I fished around in my footlocker for a pouch of almonds and popped one in my mouth. “We could head over there and look,” I said, “but the bouncer will chase us away again.”
I offered Pearl my almonds. She shook her head. “We could be stealthy,” she said. “Stand unobtrusively on a street corner and watch for any sign.”
An excellent idea. Pearl and Tabitha, Girl Spies. I gestured to our uniform jackets, military blue and smartly trimmed with gold braid. “Us? Blend in?”
She frowned. “Should we go… in disguise?”
“In normal clothes, you mean?”
She reached for some almonds after all and nodded reluctantly.
A very interesting side of Pearl was emerging. “Wouldn’t we get into trouble?” I asked.
Pearl chewed her almonds. “Only if Captain Jessop heard about it.”

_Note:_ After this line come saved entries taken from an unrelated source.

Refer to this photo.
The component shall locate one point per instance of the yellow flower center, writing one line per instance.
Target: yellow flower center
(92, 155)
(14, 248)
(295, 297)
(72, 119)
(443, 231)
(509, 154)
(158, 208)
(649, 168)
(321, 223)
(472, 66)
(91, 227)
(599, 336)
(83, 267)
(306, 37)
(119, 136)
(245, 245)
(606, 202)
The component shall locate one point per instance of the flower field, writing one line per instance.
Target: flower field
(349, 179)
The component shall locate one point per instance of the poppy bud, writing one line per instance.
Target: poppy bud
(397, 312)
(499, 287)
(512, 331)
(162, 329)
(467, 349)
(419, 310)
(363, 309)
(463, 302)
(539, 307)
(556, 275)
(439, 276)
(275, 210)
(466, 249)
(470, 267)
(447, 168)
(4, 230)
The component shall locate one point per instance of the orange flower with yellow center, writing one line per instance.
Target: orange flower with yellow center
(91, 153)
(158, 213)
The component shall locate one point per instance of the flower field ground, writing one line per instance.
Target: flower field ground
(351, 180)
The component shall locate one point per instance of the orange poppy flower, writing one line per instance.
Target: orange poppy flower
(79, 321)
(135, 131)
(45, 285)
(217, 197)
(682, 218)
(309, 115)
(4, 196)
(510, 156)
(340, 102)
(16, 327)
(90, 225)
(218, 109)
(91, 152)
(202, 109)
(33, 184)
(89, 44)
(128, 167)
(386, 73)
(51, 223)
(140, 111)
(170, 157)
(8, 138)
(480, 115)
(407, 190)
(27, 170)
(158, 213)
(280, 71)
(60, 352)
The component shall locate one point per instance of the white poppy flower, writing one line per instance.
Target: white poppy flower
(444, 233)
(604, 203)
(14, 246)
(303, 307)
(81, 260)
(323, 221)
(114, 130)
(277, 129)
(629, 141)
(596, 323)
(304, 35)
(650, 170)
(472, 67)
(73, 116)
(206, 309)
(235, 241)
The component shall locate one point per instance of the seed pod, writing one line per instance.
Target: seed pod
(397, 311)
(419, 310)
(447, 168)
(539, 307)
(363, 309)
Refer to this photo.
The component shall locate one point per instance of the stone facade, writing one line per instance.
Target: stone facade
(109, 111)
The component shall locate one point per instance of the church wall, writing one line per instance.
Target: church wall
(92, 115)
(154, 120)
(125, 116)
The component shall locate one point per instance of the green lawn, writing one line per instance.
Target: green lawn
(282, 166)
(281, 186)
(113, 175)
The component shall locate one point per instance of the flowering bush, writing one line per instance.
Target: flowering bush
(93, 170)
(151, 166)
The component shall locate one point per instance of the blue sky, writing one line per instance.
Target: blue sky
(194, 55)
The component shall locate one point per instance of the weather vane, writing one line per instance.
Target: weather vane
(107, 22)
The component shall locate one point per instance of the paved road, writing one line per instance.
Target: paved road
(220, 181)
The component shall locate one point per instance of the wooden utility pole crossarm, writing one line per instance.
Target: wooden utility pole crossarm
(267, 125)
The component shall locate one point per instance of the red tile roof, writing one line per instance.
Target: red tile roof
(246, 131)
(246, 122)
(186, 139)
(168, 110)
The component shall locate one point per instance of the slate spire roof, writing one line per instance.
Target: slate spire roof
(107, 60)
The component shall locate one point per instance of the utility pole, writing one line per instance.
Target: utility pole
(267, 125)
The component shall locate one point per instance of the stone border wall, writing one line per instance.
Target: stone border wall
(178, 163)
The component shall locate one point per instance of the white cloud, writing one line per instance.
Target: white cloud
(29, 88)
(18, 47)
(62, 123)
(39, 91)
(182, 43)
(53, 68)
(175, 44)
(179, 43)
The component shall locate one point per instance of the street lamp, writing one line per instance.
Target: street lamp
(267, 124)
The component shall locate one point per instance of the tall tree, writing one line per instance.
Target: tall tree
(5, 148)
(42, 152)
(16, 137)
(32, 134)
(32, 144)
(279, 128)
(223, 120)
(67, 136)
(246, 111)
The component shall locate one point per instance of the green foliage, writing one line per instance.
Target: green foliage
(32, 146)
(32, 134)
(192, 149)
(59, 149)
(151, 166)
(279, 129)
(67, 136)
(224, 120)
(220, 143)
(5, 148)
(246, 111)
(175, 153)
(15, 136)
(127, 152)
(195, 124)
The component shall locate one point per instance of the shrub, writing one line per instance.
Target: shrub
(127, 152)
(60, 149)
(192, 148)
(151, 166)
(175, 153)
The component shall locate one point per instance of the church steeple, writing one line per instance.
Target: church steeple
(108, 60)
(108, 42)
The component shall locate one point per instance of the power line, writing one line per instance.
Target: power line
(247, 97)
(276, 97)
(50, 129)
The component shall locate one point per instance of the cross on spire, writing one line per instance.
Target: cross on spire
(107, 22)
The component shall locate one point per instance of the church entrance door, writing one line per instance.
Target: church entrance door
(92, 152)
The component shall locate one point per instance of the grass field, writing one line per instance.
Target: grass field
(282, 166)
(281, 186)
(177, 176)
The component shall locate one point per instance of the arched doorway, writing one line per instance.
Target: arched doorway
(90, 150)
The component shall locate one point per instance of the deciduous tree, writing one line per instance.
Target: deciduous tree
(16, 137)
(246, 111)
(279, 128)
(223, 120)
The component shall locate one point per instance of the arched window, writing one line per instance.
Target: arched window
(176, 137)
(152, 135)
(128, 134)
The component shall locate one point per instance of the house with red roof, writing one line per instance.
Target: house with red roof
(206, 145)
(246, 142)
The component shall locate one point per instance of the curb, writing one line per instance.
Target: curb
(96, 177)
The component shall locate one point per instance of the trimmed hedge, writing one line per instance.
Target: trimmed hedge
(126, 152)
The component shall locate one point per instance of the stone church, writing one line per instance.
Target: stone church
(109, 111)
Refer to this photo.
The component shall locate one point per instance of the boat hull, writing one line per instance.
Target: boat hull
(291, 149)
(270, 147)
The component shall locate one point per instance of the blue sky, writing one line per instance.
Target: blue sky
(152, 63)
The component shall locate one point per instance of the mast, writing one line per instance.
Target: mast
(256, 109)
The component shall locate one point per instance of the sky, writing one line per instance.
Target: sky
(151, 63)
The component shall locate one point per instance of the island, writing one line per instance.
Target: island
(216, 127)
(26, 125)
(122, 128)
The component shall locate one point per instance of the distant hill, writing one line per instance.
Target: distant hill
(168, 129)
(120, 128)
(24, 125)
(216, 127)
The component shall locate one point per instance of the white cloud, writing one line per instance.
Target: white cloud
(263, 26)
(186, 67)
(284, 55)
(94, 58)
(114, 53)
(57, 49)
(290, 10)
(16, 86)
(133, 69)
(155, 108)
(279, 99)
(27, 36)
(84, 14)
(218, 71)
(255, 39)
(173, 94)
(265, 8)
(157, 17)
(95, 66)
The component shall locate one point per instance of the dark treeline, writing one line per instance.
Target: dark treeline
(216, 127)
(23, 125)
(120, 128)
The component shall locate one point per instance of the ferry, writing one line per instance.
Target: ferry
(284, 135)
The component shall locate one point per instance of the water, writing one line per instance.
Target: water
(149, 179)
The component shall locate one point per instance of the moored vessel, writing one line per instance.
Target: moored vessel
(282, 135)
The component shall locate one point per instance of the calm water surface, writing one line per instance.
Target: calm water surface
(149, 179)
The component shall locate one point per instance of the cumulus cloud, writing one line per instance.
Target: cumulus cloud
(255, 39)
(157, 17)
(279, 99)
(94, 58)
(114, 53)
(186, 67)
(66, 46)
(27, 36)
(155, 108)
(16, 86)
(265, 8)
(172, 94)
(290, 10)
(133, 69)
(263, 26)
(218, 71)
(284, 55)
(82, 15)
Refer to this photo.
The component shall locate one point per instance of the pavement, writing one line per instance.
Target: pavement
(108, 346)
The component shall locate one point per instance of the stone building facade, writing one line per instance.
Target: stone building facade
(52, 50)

For a higher cause, then, even the rigid Pearl could bend a rule.
I opened the drab armoire that held all our clothes and pulled out two cardigan sweaters. Our navy blue skirts would be fine if we left the fancy jackets at home. And the poke bonnets. Plain black straw hats would do, and I had an extra one to loan Pearl.
“Look at us,” Pearl said. “We look like two ordinary working girls. Shopgirls, maybe.”
“Typists,” I said.
It was strange, walking through the city without our uniforms. No more curious stares. No more inching away as though we might try to inflict our odious salvation upon everyone we passed. Ambush them with Jesus. To be fair, that was more or less our usual plan. But now we were just two girls moving through the blessed invisibility of New Yorkers minding their business.
We passed by O’Flynn’s Tavern. No sign of Mike. Not that I was looking for him. We turned onto Spring Street.
“There it is.” Pearl pointed to the Lion’s Den.
We hung back. At a little past three in the afternoon, the dinner crowd hadn’t started up yet, and the front door saw little use. The upstairs windows were blank and dark.
“We probably need to get closer,” I said. “Let’s just casually stroll by. We’ll try not to seem like we’re looking.”
We wandered down the street like people with no particular place to go.My furtive glances revealed nothing in any of the windows. We circled the block.